Driving the pay escalation is the concept of “shareholder value” (i.e. the share price). A paper by James Montier seven years ago proposed “shareholder value” was the finance world’s dumbest idea.

As I wrote at the time, if Mr Montier’s paper was correct, it would mean a couple of decades of governance reform would be turned on its head and flushed down the boardroom toilet.

It would mean countless remuneration consultants would be exposed as frauds.

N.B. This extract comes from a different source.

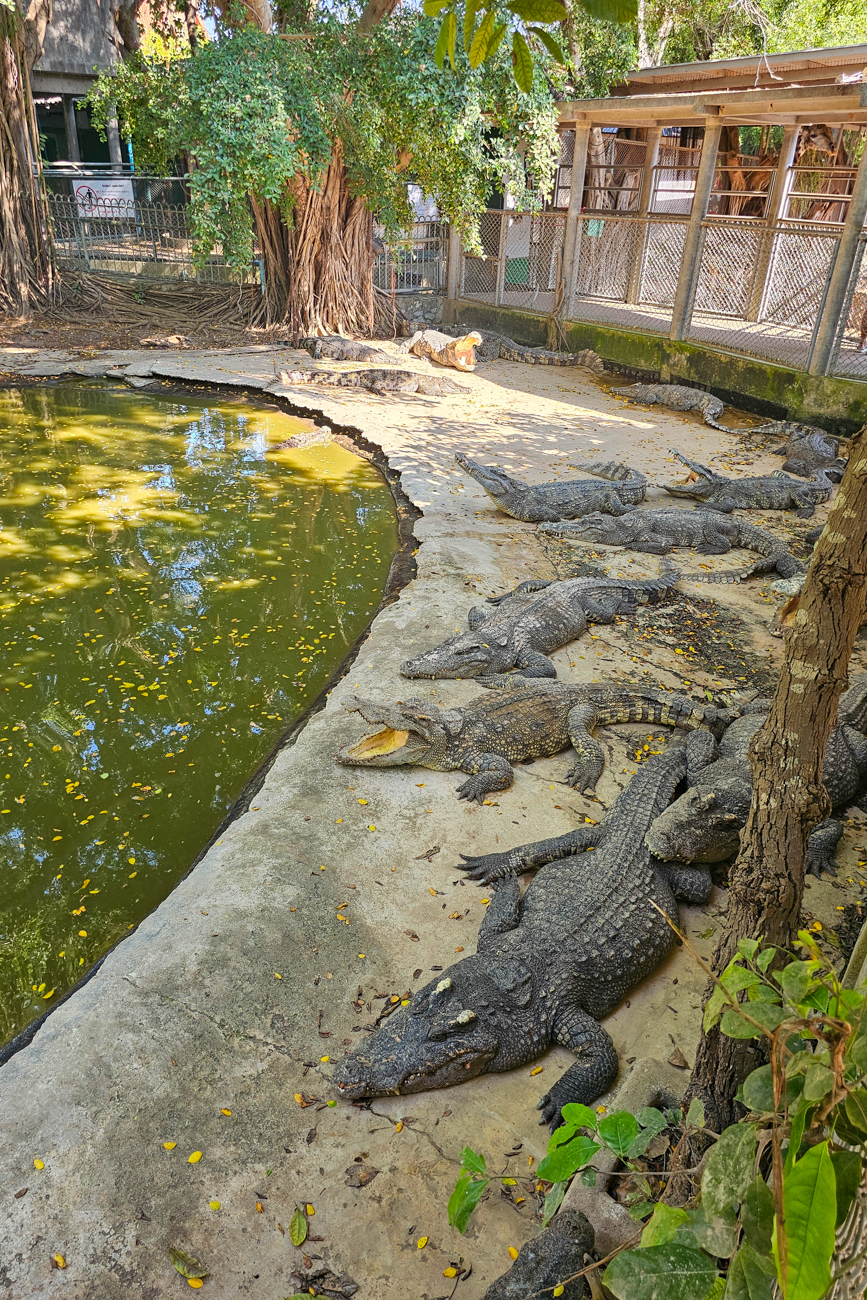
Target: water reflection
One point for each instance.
(172, 594)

It would mean the world’s shareholders had been taken for a very expensive ride by CEOs incentivised to make capitalism worse for everyone – except themselves.

Mr Montier demonstrated that in the “Age of Managerialism” from 1940 to 1990, corporate underlying performance was pretty much the same as total return, but once “shareholder value” become the main KPI, underlying performance fell away as valuations were boosted without improving the real business.

It was with this KPI that CEO salaries departed from the same universe as mere workers.

The rise and rise of share buybacks have been the main tool for separating “shareholder value” from underlying returns.

An Economist report on the Montier paper concluded: ‘‘CEOs can be forgiven for pursuing a “get rich quick” strategy; since the 1970s the average tenure of a CEO has fallen from almost 12 years to six. Why would they care about long-term value? And while buybacks may return money to those shareholders who take advantage of them, they may damage long-term investors; the peak for buybacks was in early 2008, just when the market was about to crash. As Warren Buffett has said, this was the equivalent of buying dollar bills for $1.10.”

CEOs of mutuals and government-owned enterprises tend not to have a focus on getting rich quick – quick fixes don’t work for them.

Guess what Australian company spent $637 million buying back its own shares the year before COVID hit? (Almost twice as much as it paid out in dividends.)

Yep, none other than our biggest (and wealthiest) welfare recipient, Qantas.

Qantas has seized control of what used to be the agrarian socialism formula of privatising profits and socialising losses.

The government was too dopey to follow the American GFC lead of taking equity when bailing companies deemed too important to fail.

An opportunity lost – the chance to reinstate the steadying influence of the common wealth investing for the long term.